I’m not one for excess kitchen appliances and tools; I recently sold my juicer, threw out my coffee machine and got rid of my pancake batter dispenser (yes, we had one of those). But a slow cooker has been on my wish list forever and when I saw a brand new one for $5.99 at Goodwill down the street, I bought it and immediately set out to find pastured pork shoulder.
The spice rub recipe below is my attempt to recreate a legendary spice rub that Josh’s friend perfected before he passed away. In our spice cabinet we have a bag of the original stuff, hesitant to ever use it. While my version is not an exact replica, it comes pretty damn close – and pretty damn close is pretty damn good. Enjoy with our Dinosaur Barbecue inspired vegan, gluten-free cornbread.
Be sure to check out our reasons for buying high quality meat here.

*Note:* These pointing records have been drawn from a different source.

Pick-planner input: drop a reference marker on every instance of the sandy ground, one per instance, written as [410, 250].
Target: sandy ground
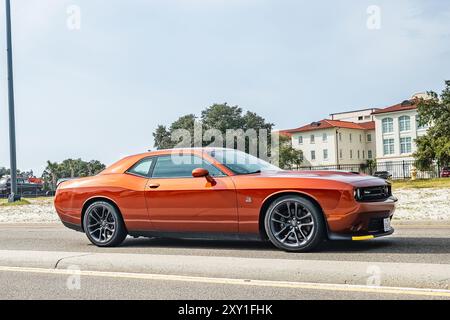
[414, 204]
[423, 204]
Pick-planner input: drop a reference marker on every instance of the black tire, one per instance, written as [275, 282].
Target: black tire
[106, 218]
[302, 226]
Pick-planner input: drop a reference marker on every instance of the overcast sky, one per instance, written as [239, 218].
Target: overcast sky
[100, 91]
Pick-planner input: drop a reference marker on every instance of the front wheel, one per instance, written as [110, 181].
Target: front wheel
[103, 225]
[295, 224]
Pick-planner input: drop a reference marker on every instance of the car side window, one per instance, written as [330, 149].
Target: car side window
[181, 166]
[142, 168]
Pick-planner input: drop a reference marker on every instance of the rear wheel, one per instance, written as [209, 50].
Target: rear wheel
[295, 224]
[103, 225]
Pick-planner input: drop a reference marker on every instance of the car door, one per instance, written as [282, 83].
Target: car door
[178, 202]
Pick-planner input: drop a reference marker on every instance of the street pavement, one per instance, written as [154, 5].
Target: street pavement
[39, 261]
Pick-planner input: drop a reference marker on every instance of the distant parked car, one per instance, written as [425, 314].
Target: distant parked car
[445, 172]
[383, 175]
[24, 187]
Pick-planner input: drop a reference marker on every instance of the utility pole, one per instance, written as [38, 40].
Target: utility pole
[12, 125]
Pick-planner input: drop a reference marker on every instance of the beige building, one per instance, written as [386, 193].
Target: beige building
[331, 142]
[396, 131]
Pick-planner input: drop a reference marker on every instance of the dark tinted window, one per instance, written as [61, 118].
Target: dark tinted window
[142, 168]
[181, 166]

- 1 tablespoon dark brown sugar (or coconut sugar for paleo)
- 1 tablespoon paprika
- 1 teaspoon chili powder
- ½ teaspoon cumin
- 1 teaspoon salt
- 1 teaspoon pepper
- 2 lbs pastured pork shoulder (boneless or bone-in)
- 1 tablespoon olive oil
- 1 small onion, sliced
- 2 garlic cloves, sliced
- 1½ cups of stock (beef, chicken or vegetable)
- 1 tablespoon natural liquid smoke (optional)

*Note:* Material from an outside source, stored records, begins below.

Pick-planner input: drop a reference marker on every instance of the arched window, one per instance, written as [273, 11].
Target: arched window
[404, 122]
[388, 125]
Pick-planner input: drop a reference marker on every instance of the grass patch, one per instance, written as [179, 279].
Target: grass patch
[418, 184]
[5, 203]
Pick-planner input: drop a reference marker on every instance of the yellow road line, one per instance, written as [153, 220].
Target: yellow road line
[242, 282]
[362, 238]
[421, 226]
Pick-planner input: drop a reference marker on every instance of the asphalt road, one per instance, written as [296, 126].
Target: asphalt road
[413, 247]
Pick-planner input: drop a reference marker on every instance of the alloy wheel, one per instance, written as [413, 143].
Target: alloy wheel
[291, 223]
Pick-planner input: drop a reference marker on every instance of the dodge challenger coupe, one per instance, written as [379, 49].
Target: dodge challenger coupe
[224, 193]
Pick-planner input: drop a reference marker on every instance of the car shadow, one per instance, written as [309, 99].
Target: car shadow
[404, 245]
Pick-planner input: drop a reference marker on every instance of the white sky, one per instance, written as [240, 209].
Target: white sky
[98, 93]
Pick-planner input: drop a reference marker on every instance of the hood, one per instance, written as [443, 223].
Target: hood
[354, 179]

- 1 cup barbecue sauce (optional)
- Mix sugar, paprika, chili powder, cumin, salt and pepper in a small bowl.
- Pat dry the pork, remove butcher strings and trim any excess fat.
- Rub pork on all sides with spice mixture until well covered.

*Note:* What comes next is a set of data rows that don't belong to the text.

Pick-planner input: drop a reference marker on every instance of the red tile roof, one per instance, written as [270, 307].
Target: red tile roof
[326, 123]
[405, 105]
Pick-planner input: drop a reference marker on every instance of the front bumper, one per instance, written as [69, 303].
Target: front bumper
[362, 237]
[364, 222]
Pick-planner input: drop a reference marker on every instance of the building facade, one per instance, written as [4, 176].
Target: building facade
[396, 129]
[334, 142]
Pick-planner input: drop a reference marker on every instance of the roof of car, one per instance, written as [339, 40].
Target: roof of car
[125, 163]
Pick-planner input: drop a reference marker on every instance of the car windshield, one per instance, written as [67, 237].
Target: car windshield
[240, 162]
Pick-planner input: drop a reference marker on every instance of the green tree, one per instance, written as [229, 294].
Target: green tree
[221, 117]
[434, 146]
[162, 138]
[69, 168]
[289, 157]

- Heat olive oil in a pan over medium high heat.
- Sear pork in olive oil, about 2-3 minutes per side or until a dark, rich crust is formed.
- Remove pork from pan and place in crock pot.
- Add stock, onion and garlic to the pan, scraping up any brown bits from the pork, and allow to simmer for about 5 minutes.
- Add stock, onion and garlic mixture to pork in slow cooker and cook on high 6-8 hours or low 8-10 hours.
- Remove pork from liquid and place on cutting board, discarding the bone if necessary.
- Strain the onion and garlic solids from the liquid and return solids to slow cooker; set liquid aside.
- Using two forks, shred the pork into small pieces, discarding large pieces of fat, and return to slow cooker with the onion and garlic solids.
- If using barbecue sauce, add it ¼ cup at a time to your liking. If not using barbecue sauce, add reserved cooking liquid ¼ cup at a time until pork is just moistened.